Le conseil du 26 mars a présenté à l’ordre du jour les mêmes délibérations que celui du17 mars (reporté, puisque le quorum n’a pas été atteint), en particulier le vote du budget primitif de la ville.
Conseil le plus important de l’année, le plus politique aussi, selon le maire. Et qui a tenu ses promesses : M. Joseph a dû être satisfait, lui qui fustigeait l’abstention, qu’il assimilait à de la lâcheté… Tous les élus étaient présents ou représentés, tous les élus ont voté, mais pour 16 d’entre eux, contre son budget. On ne peut pas tout avoir !

Ce qui nous frappe, c’est d’abord une certaine incohérence dans l’attitude de M. Joseph

Dès l’entrée, nouvelle charge à l’encontre de sa première adjointe et de son groupe, dont il veut obtenir l’accord. Charge réfutée point par point par M. Decroix.

De plus, M. Joseph qui dénonçait l’absence des 16 élus le 17 mars, fait pire : il lève brutalement la séance, alors que les 3 dernières délibérations auraient été votées sans conteste. La dernière concernait la demande du Casino pour l’extension à de nouveaux jeux, clairement dans le sens de l’intérêt de la commune. Pourquoi la retarder ?

Ensuite, et le plus grave, c’est que le maire n’a pas changé un iota à son budget, malgré les interrogations et critiques formulées par les élus lors du Débat d’Orientation Budgétaire.

Une fois de plus, M. Joseph nous a clairement montré que l’écoute, la prise en compte des opinions différentes, l’acceptation des critiques, bref, la notion d’équipe, le travailler ensemble, sont étrangères à son mode de fonctionnement autocratique. Nos craintes se sont de nouveau vérifiées : il n’est pas fait pour la fonction.

N’oublions pas ce que dit la loi du rôle de maire : « le maire gère la commune, sous le contrôle du conseil municipal ».

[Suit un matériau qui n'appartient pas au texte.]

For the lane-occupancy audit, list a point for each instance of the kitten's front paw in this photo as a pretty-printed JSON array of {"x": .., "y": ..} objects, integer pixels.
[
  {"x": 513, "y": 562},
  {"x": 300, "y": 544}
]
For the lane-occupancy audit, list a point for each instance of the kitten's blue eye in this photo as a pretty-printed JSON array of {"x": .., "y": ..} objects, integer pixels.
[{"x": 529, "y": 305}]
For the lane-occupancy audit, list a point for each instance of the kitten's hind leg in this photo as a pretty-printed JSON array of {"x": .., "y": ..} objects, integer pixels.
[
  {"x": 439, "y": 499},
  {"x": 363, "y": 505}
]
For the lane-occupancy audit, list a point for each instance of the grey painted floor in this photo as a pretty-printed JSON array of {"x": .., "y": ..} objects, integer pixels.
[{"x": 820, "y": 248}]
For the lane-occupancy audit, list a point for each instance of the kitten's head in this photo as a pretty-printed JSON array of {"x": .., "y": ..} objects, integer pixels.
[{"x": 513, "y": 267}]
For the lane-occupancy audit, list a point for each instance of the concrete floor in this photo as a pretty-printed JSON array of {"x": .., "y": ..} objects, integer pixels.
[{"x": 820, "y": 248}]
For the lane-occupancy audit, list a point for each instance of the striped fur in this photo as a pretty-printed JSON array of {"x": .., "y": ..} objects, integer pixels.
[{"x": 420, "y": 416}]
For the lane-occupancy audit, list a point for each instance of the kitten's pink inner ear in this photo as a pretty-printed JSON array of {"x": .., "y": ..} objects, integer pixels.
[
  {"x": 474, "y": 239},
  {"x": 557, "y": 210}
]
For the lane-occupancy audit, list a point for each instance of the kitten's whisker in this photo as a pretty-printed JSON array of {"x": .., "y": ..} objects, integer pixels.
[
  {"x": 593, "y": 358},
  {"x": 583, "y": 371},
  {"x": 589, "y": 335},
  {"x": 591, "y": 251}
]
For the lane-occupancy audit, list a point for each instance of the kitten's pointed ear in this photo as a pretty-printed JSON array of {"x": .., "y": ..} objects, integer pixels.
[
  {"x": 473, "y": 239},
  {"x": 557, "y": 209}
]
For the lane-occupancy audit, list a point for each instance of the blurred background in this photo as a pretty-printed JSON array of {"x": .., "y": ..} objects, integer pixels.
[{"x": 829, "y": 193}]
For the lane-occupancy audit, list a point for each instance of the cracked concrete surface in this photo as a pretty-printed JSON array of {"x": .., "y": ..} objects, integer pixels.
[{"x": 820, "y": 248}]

Cette séance est édifiante : lorsque M. Joseph s’est fixé une direction, il est incapable de la modifier, quitte à aller droit dans le mur. Ses derniers mots montrent qu’il n’a ni entendu, ni pris en compte aucune des propositions ni des solutions proposées pendant le conseil et avant.

Enfin, ce budget en l’état n’est pas un bon budget : il dessine un avenir mortifère pour Bandol.

Car la spécificité de notre commune, ses atouts et ses points faibles n’ont pas été clairement appréhendés, ni compris.

On en a eu un avant-goût avec le budget réalisé en 2014 : sur les 565 000 € d’économies faites sur 8 mois, 279 924 € l’ont été sur les animations, et 58 935 € sur le dos des jeunes et des sports ! (voir document joint)

Pour 2015, le maire a noirci à l’extrême la situation, se refusant à faire de faibles emprunts, pourtant indispensables. Incapable de définir une politique autre que comptable, il a préféré rogner de façon drastique la plupart des postes, dont ceux qui sont essentiels pour la ville.

Que d’incohérences ! Le maire consacre 250 000€ aux animations sur l’ensemble de l’année, et il n’hésite pas à donner une subvention de 115 000 € pour 3 jours de tricentenaire ?

Il souligne les charges trop importantes de personnel, qui plombent ce poste, et lui-même les alourdit en embauchant un directeur de cabinet à 61 000 €, malgré ses promesses. Et comme à l’écouter, nous sommes entrés dans une période de vaches maigres, on se demande bien comment il compte, dans les années qui viennent, relancer le dynamisme de notre commune.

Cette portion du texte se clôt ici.